The Three Vs – Volume, Velocity and Variety
Big Data is becoming a popular term these days; the term is being used to describe the exponential growth and availability of data, which includes both structured and unstructured data. Big Data is important for the business because more data results in more accurate analysis and a more accurate analysis result in better decision making. And better decision-making means better operational efficiencies, better cost reductions and reduced risk. This means the company takes home more revenue.
In 2001 industry analyst Doug Laney defined the term Big Data in terms of the three Vs – Volume, Velocity and Variety.
- Volume: Big Data has a large volume and various factors take part in the increase in a volume of data being generated. Transaction-based data stored in relational databases since years make up a part of the volume. Unstructured data that is being streamed in from social media also plays a role. Sensor and machine-to-machine generate data is increasing with time. In the past storage was an issue; however with time, the storage costs have decreased.
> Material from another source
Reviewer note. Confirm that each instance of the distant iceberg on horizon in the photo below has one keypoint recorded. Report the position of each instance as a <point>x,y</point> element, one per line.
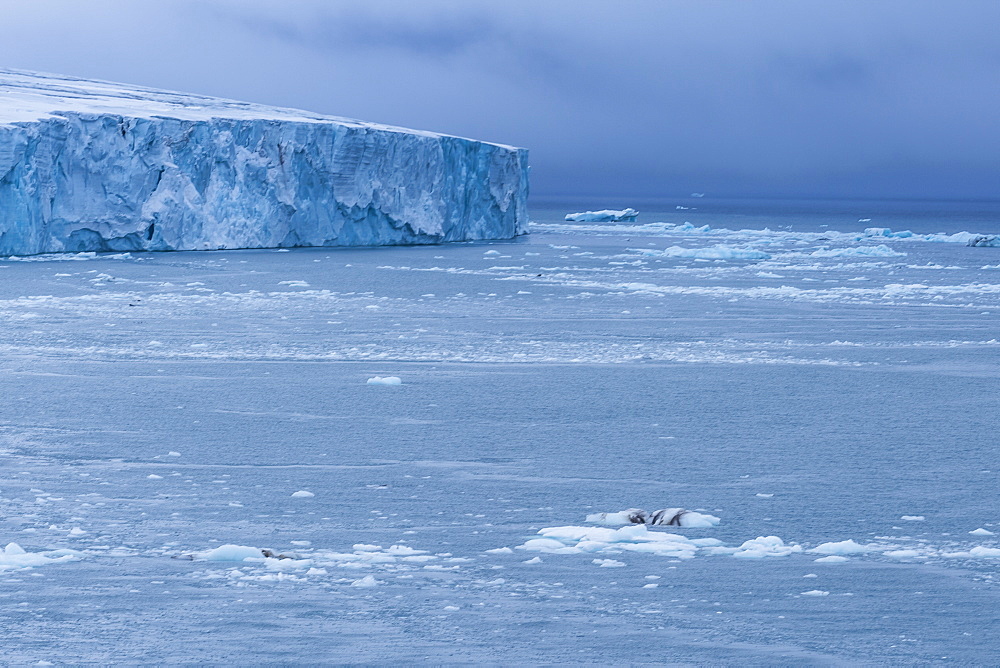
<point>96,166</point>
<point>604,216</point>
- Velocity: Big Data streams at very high speeds; therefore it must be dealt with in a timely manner. RFID tanks, sensors and smart metering spell out large data within the short period. Reacting fast enough with high velocities of data is one of the challenges that companies face. The speed of data can be highly inconsistent with periodic peaks. This is especially true in social media when something trends. Daily, seasonal and event-triggered peak data loads can sometimes be difficult to manage especially when there is unstructured data involved.
- Variety: Data today comes in different formats; structured data resides in traditional databases and file systems. Then there is unstructured data; examples include, text documents, emails, video, audio and log files, etc. Big Data comes from various sources; the challenge comes in managing, merging and governing different varieties of data. The Big Data has to be connected and correlated during the analysis phase in order to extract useful information out of it.